Per acquistarlo bastano pochi clic e immediatamente arriva a casa la
bustina di vino (Barolo, Valpolicella, Amarone ecc.) con le relative
etichette che richiamano al nostro Bel Paese. Tutto ciò mentre i
produttori italiani e il governo lottano quotidianamente per far
conoscere il nostro straordinario vino nel mondo.

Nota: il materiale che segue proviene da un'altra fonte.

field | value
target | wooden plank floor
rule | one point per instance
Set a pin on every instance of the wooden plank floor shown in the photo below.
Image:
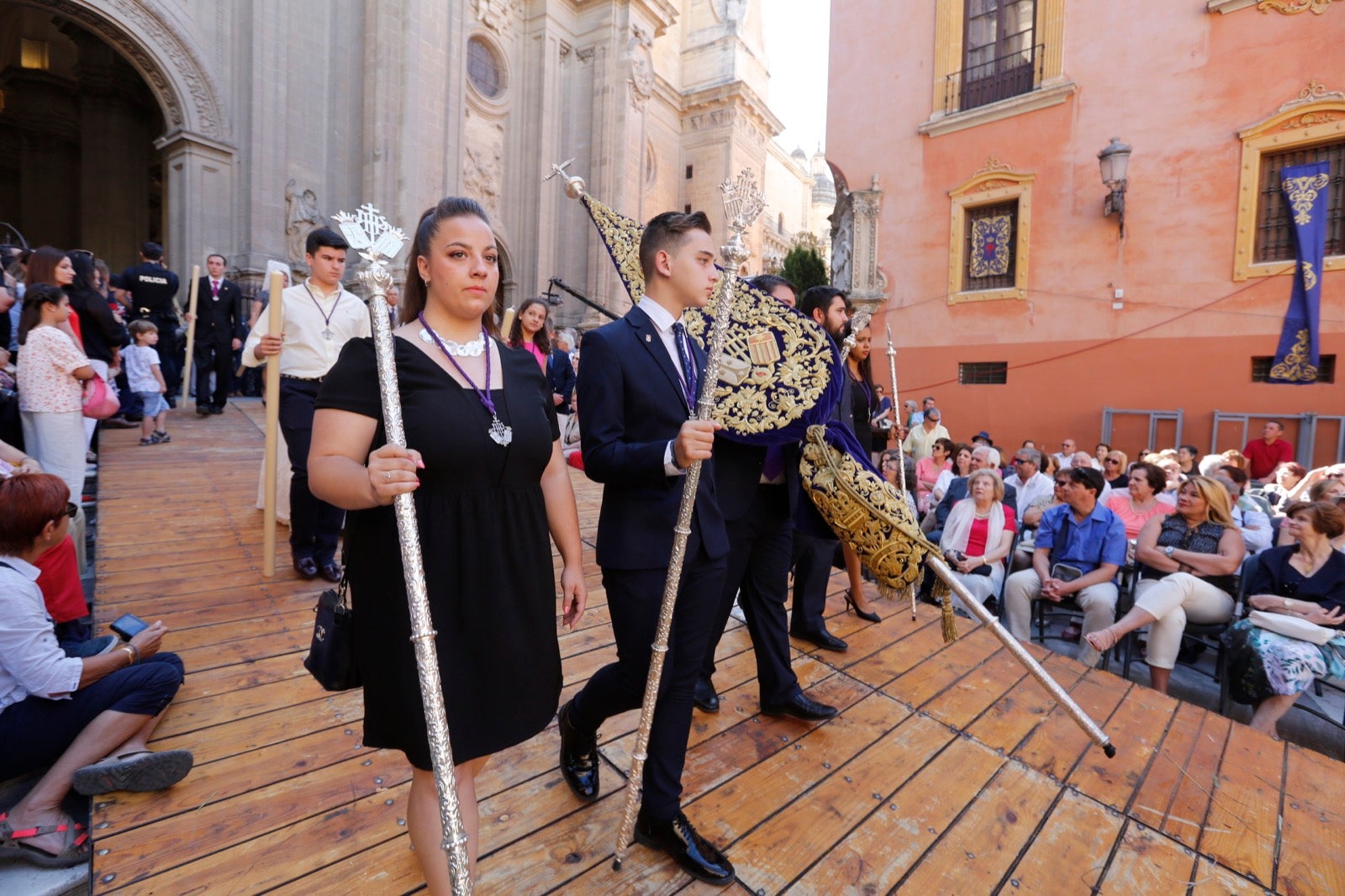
(947, 771)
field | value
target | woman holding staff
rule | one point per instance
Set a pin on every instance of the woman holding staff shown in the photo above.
(490, 485)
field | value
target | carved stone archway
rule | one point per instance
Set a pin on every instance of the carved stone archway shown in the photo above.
(159, 40)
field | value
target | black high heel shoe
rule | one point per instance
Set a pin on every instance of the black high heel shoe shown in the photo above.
(851, 604)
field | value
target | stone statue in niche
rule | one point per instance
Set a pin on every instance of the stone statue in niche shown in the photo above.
(842, 244)
(302, 217)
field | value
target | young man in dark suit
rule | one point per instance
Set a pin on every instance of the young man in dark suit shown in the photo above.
(759, 490)
(219, 333)
(814, 542)
(638, 387)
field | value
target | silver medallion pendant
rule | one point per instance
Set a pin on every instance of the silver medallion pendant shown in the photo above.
(501, 434)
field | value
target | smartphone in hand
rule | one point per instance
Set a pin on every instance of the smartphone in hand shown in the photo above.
(129, 626)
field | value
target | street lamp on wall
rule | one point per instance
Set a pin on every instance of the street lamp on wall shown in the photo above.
(1114, 161)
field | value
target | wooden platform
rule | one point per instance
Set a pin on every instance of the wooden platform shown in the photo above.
(947, 771)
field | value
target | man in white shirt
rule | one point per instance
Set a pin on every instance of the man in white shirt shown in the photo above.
(1028, 479)
(319, 318)
(920, 441)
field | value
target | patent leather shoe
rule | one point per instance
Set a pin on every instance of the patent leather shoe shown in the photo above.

Il finto Barolo è Made in Italy.
Mentre centinaia di produttori si adoperano per diffondere nel mondo
l’immagine del vino d’eccellenza italiano, altri pare
preferiscano percorrere strade ‘alternative’, facendo conquistare
al Bel paese un primato imbarazzante. Per acquistare una confezione
di Barolo liofilizzato infatti basta un clic, così come per fare
proprie bustine di Cabernet Sauvignon, Montepulciano, Amarone oppure
Valpolicella.
L’operazione è semplice: si
acquista il vino di proprio gradimento e, insieme a questo, viene
fornito un kit che contiene una busta di vino liofilizzato, le
etichette da applicare alle bottiglie e il relativo tappo. Ma quello
che forse più fa rabbrividire è che sulle confezioni di vino
fai-da-te appaiono simboli che richiamano l’Italia, come il
Colosseo, paesaggi tipicamente toscani oppure il tricolore. Mesi di
indagini hanno permesso di ricostruire parte della catena della
produzione di vini liofilizzati, la cui capofila sarebbe una azienda
emiliana che raccoglie dai produttori il succo d’uva concentrato.
Quindi, a mezzo cisterne, da due porti dell’Adriatico il prodotto
raggiungerebbe il Canada, dove il mosto verrebbe liofilizzato e poi
esportato nei Paesi del nord Europa in cui la vendita è legale. E
poi anche in Cina, Stati Uniti, Thailandia e Inghilterra.